E organizar as cores em um quadro para fazê-las vibrar valorizadas pelas contraposições é mais ou menos como dispor jóias e inventar trajes.”
“Um motivo em azul e laranja: flores-de-lis com crisântemos brancos e algumas calêndulas; um outro em lilás e amarelo: girassóis e rosas amarelas; em roxo e verde: papoulas ou gerânios vermelhos entre folhas de um verde firme; estas são as bases, que depois podem ser subdivididas, aperfeiçoadas e completadas, mas isto é suficiente para fazê-lo ver, mesmo sem quadro, que existem cores que se colocam em evidência, que se conjugam, que se completam, como se completam o homem e a mulher.”
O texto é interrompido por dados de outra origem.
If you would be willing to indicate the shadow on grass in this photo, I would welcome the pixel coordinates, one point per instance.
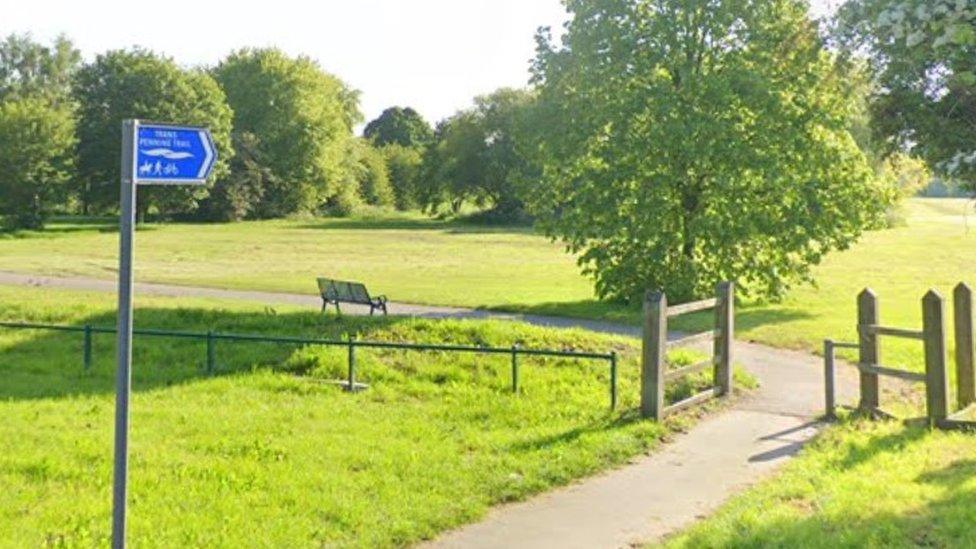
(38, 364)
(628, 417)
(746, 318)
(408, 224)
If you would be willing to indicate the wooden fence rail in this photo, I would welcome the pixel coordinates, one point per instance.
(654, 368)
(933, 338)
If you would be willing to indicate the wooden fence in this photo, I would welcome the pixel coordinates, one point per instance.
(655, 373)
(933, 339)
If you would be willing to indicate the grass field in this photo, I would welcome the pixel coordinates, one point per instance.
(861, 484)
(407, 257)
(425, 261)
(261, 456)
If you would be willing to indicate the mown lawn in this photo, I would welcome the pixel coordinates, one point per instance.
(407, 257)
(419, 260)
(266, 453)
(861, 484)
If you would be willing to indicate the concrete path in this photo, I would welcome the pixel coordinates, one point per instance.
(641, 502)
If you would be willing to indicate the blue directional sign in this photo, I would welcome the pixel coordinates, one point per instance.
(174, 155)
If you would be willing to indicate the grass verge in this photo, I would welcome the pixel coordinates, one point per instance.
(860, 484)
(260, 455)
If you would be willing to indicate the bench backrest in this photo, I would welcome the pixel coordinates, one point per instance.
(339, 290)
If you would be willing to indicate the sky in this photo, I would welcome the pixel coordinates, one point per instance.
(432, 55)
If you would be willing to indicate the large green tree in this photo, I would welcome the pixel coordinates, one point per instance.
(399, 126)
(36, 158)
(482, 155)
(303, 118)
(140, 84)
(688, 142)
(37, 128)
(923, 53)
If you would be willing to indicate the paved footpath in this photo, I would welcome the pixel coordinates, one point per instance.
(652, 496)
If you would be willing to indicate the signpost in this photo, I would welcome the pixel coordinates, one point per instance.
(152, 154)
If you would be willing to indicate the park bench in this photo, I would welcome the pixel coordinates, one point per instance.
(338, 291)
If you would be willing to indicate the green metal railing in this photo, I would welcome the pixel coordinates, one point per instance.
(211, 338)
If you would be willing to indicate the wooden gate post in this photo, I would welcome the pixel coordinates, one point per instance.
(936, 380)
(654, 355)
(867, 315)
(725, 324)
(962, 298)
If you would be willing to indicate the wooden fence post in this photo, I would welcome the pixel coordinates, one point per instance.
(725, 324)
(654, 355)
(936, 380)
(962, 298)
(830, 399)
(867, 315)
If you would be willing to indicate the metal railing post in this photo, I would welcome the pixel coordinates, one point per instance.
(613, 380)
(515, 372)
(211, 353)
(352, 363)
(86, 348)
(653, 355)
(829, 380)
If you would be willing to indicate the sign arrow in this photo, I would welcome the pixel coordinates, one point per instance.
(173, 155)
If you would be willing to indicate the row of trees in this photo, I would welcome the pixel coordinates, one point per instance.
(283, 128)
(669, 143)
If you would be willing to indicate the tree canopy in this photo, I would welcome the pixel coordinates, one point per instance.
(924, 57)
(37, 128)
(482, 155)
(303, 118)
(31, 69)
(399, 126)
(691, 142)
(36, 156)
(137, 83)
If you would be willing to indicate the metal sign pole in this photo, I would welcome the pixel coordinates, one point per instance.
(123, 380)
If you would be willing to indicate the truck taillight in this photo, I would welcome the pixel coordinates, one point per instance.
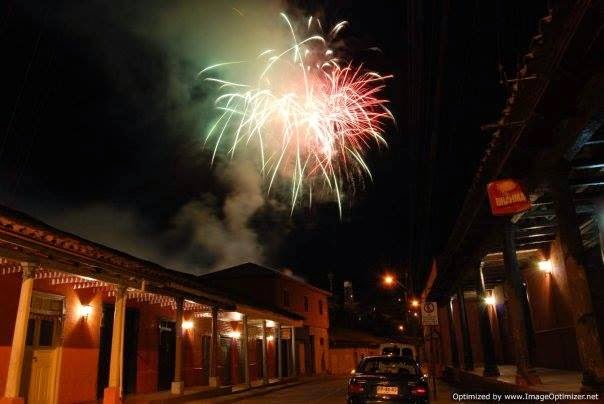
(355, 388)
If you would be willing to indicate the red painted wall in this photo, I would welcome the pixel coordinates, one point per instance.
(550, 300)
(81, 338)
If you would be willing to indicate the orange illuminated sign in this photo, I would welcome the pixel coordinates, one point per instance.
(507, 198)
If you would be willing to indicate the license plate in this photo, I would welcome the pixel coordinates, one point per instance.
(387, 390)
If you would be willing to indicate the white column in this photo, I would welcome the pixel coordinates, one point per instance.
(178, 385)
(264, 361)
(15, 364)
(214, 380)
(293, 336)
(113, 392)
(279, 353)
(244, 349)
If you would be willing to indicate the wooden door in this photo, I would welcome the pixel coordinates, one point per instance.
(41, 356)
(167, 347)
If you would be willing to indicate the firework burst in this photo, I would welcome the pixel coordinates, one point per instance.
(312, 116)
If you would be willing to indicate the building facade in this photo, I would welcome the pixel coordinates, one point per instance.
(525, 290)
(287, 292)
(81, 322)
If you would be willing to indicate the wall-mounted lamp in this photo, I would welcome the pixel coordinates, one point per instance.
(545, 266)
(84, 311)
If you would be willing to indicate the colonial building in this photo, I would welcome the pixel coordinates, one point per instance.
(526, 291)
(287, 292)
(80, 321)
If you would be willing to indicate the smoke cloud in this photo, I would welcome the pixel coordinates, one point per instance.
(150, 54)
(224, 231)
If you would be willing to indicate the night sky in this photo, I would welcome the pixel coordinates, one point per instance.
(104, 116)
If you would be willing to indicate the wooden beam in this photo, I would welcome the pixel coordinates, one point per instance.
(586, 164)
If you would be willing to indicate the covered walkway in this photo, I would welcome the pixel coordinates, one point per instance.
(86, 322)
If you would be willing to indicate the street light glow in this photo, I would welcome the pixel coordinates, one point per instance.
(388, 280)
(545, 266)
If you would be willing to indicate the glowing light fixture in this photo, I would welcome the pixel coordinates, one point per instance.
(545, 266)
(84, 311)
(234, 334)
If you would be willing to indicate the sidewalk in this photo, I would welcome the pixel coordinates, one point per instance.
(552, 380)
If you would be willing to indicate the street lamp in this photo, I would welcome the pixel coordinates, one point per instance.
(389, 280)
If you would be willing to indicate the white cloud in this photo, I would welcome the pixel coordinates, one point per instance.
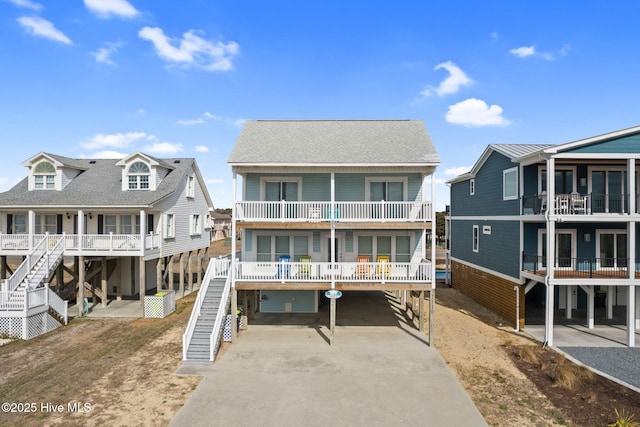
(118, 140)
(163, 148)
(475, 112)
(457, 79)
(524, 51)
(109, 8)
(191, 50)
(190, 122)
(26, 4)
(43, 28)
(458, 170)
(103, 54)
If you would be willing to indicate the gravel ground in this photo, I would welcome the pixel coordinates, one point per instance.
(622, 363)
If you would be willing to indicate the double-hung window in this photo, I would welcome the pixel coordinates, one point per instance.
(44, 176)
(138, 176)
(510, 184)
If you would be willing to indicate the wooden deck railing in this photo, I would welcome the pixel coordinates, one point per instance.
(337, 211)
(363, 272)
(580, 267)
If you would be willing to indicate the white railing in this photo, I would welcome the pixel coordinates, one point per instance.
(337, 211)
(365, 272)
(216, 332)
(25, 268)
(84, 242)
(218, 267)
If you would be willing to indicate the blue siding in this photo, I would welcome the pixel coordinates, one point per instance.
(627, 144)
(488, 191)
(274, 301)
(498, 251)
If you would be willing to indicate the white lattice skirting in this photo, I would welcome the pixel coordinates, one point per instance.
(29, 327)
(160, 305)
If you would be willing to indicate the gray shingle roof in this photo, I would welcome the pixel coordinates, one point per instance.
(99, 184)
(514, 151)
(290, 142)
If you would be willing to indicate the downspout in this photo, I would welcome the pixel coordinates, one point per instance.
(517, 289)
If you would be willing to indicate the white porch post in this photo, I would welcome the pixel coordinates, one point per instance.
(631, 314)
(551, 251)
(32, 227)
(332, 251)
(591, 296)
(234, 295)
(611, 290)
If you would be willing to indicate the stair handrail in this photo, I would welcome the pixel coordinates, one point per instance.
(39, 250)
(216, 268)
(216, 332)
(53, 256)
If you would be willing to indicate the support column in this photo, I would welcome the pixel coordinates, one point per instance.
(103, 280)
(80, 297)
(159, 274)
(181, 291)
(551, 252)
(432, 306)
(631, 314)
(143, 281)
(591, 304)
(190, 272)
(421, 308)
(234, 296)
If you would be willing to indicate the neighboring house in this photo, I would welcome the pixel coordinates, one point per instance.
(221, 226)
(113, 225)
(509, 222)
(331, 204)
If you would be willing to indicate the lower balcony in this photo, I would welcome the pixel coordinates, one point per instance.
(344, 275)
(581, 267)
(78, 244)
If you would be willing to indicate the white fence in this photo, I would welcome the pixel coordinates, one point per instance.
(366, 272)
(337, 211)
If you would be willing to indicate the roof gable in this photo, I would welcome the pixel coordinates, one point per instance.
(333, 142)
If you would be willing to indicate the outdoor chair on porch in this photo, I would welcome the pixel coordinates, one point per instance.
(363, 270)
(304, 269)
(384, 266)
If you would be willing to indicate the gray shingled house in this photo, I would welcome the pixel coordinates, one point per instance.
(112, 225)
(341, 205)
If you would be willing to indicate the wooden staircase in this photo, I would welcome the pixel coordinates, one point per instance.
(199, 348)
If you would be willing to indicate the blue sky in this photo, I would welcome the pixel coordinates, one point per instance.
(106, 78)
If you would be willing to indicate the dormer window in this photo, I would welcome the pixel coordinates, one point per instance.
(44, 176)
(138, 176)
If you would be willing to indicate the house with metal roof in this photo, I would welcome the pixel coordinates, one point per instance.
(100, 229)
(331, 205)
(547, 233)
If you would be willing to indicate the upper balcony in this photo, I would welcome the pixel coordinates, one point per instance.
(578, 204)
(85, 244)
(375, 213)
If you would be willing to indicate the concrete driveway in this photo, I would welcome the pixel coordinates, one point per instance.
(377, 373)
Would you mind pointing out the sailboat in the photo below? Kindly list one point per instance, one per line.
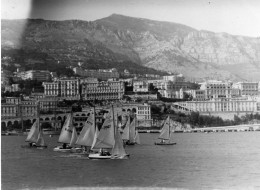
(165, 134)
(88, 133)
(109, 141)
(35, 135)
(68, 137)
(130, 134)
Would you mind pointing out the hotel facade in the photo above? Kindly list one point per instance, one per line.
(105, 90)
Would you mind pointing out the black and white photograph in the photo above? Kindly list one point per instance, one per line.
(130, 94)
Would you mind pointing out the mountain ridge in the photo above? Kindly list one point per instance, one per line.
(160, 45)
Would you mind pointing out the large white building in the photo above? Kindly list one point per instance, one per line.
(105, 90)
(141, 86)
(219, 105)
(64, 88)
(216, 89)
(102, 74)
(38, 75)
(247, 88)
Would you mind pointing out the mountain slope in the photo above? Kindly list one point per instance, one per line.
(159, 45)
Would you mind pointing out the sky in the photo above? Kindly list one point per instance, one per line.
(237, 17)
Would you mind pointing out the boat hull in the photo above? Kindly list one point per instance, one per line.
(61, 149)
(38, 147)
(121, 157)
(159, 143)
(98, 156)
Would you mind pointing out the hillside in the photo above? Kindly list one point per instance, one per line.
(120, 40)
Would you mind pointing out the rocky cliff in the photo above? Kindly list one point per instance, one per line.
(159, 45)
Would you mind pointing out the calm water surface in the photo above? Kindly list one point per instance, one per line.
(198, 161)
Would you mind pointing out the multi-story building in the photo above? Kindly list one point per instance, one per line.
(38, 75)
(141, 86)
(219, 105)
(102, 74)
(24, 109)
(197, 95)
(48, 104)
(247, 88)
(216, 89)
(9, 110)
(174, 78)
(13, 100)
(69, 88)
(64, 88)
(110, 90)
(52, 88)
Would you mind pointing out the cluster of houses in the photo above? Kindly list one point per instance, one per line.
(207, 97)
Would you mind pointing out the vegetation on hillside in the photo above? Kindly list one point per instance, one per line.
(197, 120)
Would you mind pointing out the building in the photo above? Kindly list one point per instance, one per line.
(247, 88)
(141, 86)
(69, 89)
(110, 90)
(52, 88)
(216, 89)
(12, 88)
(13, 100)
(89, 79)
(219, 105)
(37, 95)
(9, 110)
(174, 78)
(102, 74)
(38, 75)
(24, 109)
(197, 95)
(48, 104)
(64, 88)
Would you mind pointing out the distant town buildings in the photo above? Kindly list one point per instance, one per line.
(247, 88)
(216, 89)
(38, 75)
(65, 88)
(102, 74)
(219, 105)
(105, 90)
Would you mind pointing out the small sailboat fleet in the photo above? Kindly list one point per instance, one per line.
(68, 137)
(88, 133)
(165, 135)
(109, 141)
(130, 135)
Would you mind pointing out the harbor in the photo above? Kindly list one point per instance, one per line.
(198, 161)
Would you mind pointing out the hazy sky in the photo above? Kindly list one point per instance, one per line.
(238, 17)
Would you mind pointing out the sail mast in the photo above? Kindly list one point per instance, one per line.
(113, 120)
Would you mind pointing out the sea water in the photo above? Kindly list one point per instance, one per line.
(198, 161)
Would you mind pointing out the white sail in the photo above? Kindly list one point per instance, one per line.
(125, 135)
(40, 140)
(165, 132)
(34, 133)
(132, 131)
(106, 135)
(74, 137)
(66, 132)
(86, 136)
(137, 137)
(118, 150)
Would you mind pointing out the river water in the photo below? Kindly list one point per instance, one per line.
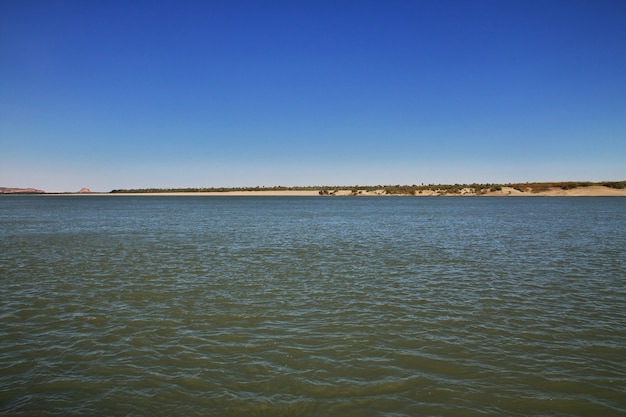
(312, 306)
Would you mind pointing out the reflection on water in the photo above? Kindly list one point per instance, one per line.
(312, 306)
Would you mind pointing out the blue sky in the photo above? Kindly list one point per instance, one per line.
(135, 94)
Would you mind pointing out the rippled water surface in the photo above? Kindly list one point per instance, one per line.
(312, 306)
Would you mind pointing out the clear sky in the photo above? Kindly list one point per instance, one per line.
(110, 94)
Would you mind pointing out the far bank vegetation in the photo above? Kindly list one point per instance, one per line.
(436, 189)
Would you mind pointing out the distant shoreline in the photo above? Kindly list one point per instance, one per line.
(562, 189)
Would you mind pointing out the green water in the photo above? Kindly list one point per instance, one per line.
(312, 306)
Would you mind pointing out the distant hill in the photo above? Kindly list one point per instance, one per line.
(9, 190)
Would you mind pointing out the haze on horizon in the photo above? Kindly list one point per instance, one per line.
(113, 94)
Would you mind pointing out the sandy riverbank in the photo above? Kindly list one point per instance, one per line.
(590, 191)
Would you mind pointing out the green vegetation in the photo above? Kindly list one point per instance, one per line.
(398, 189)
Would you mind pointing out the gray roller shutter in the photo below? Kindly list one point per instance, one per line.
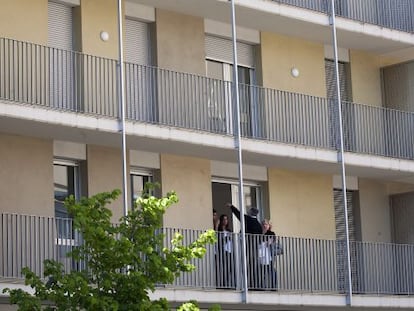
(61, 62)
(344, 80)
(136, 42)
(60, 26)
(340, 215)
(139, 78)
(221, 49)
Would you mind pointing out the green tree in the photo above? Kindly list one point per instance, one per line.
(124, 261)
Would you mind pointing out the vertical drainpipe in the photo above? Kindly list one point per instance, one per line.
(122, 106)
(238, 146)
(341, 154)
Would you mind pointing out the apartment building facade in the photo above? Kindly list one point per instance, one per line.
(61, 133)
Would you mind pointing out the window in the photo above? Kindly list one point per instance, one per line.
(139, 177)
(66, 183)
(228, 191)
(219, 60)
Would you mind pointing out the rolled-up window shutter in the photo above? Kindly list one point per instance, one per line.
(137, 42)
(60, 26)
(221, 49)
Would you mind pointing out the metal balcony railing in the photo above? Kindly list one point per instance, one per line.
(71, 81)
(274, 263)
(393, 14)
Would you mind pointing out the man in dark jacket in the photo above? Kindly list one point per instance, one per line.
(253, 228)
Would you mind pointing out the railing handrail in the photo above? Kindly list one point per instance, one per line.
(293, 264)
(88, 85)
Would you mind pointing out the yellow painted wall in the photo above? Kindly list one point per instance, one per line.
(96, 16)
(375, 211)
(105, 174)
(395, 188)
(301, 204)
(26, 170)
(280, 53)
(190, 178)
(366, 76)
(180, 42)
(24, 20)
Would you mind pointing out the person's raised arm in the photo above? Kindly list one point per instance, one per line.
(234, 210)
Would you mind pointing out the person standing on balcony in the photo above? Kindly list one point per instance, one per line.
(216, 220)
(253, 229)
(266, 256)
(224, 253)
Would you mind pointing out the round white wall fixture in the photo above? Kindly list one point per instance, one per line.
(104, 36)
(295, 72)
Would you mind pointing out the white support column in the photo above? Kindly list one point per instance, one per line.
(341, 158)
(121, 95)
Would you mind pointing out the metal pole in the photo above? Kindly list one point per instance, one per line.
(238, 146)
(122, 105)
(341, 153)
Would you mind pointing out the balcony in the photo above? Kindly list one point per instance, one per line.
(307, 266)
(385, 13)
(73, 82)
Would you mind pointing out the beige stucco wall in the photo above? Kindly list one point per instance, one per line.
(301, 204)
(366, 78)
(26, 168)
(279, 54)
(96, 16)
(105, 174)
(395, 188)
(24, 20)
(374, 211)
(190, 178)
(180, 42)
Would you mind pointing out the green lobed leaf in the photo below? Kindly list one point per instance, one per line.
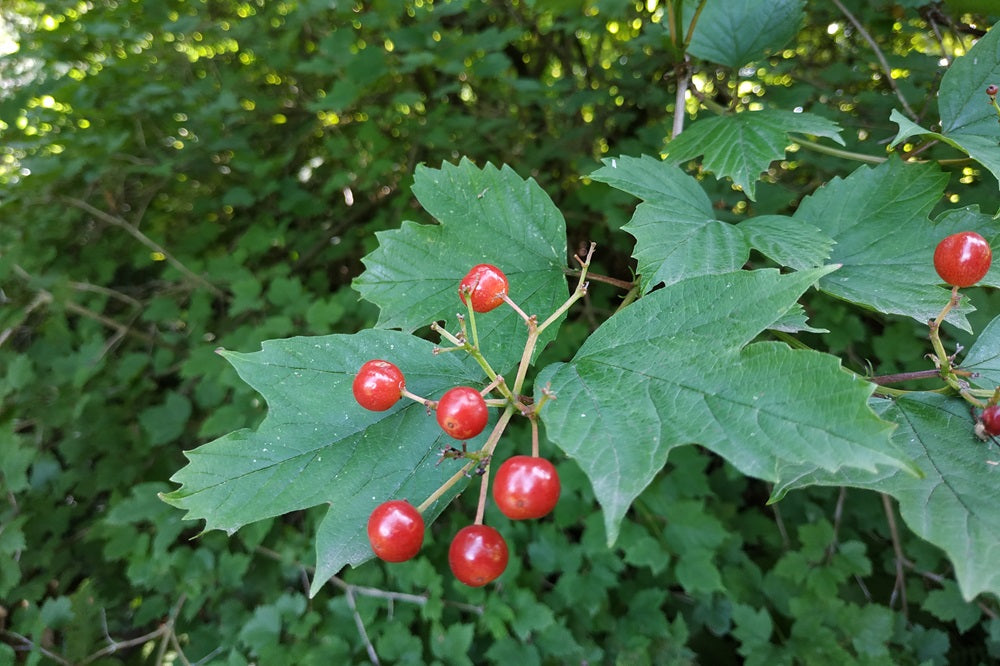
(954, 506)
(676, 368)
(788, 241)
(968, 121)
(983, 358)
(743, 145)
(736, 32)
(486, 215)
(884, 239)
(318, 446)
(676, 232)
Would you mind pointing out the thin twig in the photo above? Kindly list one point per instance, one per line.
(683, 75)
(165, 630)
(30, 645)
(372, 655)
(897, 548)
(878, 54)
(838, 514)
(116, 221)
(45, 296)
(105, 291)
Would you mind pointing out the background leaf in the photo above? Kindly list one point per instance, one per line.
(741, 146)
(677, 235)
(736, 32)
(486, 215)
(635, 391)
(676, 232)
(954, 505)
(318, 446)
(968, 121)
(884, 240)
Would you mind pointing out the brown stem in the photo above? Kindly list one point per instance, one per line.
(145, 240)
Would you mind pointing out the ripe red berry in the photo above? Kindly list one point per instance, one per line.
(462, 412)
(378, 385)
(485, 285)
(526, 487)
(395, 531)
(991, 420)
(963, 259)
(477, 555)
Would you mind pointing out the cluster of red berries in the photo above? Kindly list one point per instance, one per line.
(524, 487)
(962, 260)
“A cor aqui é verdadeiramente bela. Quando o verde é fresco, é rico como raramente aparece no Norte, um verde que proporciona a paz. Quando está avermelhado, coberto de pó, não se torna feio por isso, mas a paisagem assume, então, todos os matizes dos tons dourados:
ouro-verde, ouro-amarelo, ouro-rosa, ouro cor de bronze, ouro-acobreado e
também amarelo-limão e amarelo-descolorido, o amarelo, por exemplo, de um monte de trigo debulhado. Quanto ao azul, vai do mais profundo, na água, ao azul do miosótis, ao cobalto, sobretudo ao azul-claro, transparente, ao azul-verde, ao azul-violeta. Isto, naturalmente, exige o laranja-forte: um rosto queimado pelo sol torna-se alaranjado. E depois, com muito amarelo, o violeta começa, de repente, a cantar.”
A propósito do seu Café à noite:
“Nesta tela existem cinco ou seis vermelhos diferentes, do
vermelho-sangue ao rosa-suave, que se contrapõem aos ver-
des-pálidos ou escuros”.
“Passei três noites acordado pintando e depois dormindo
durante o dia. Por tudo, uma luta e um contraste dos verdes
e dos vermelhos mais diversos. Procurei exprimir com o ver-
melho e o verde as terríveis paixões humanas.”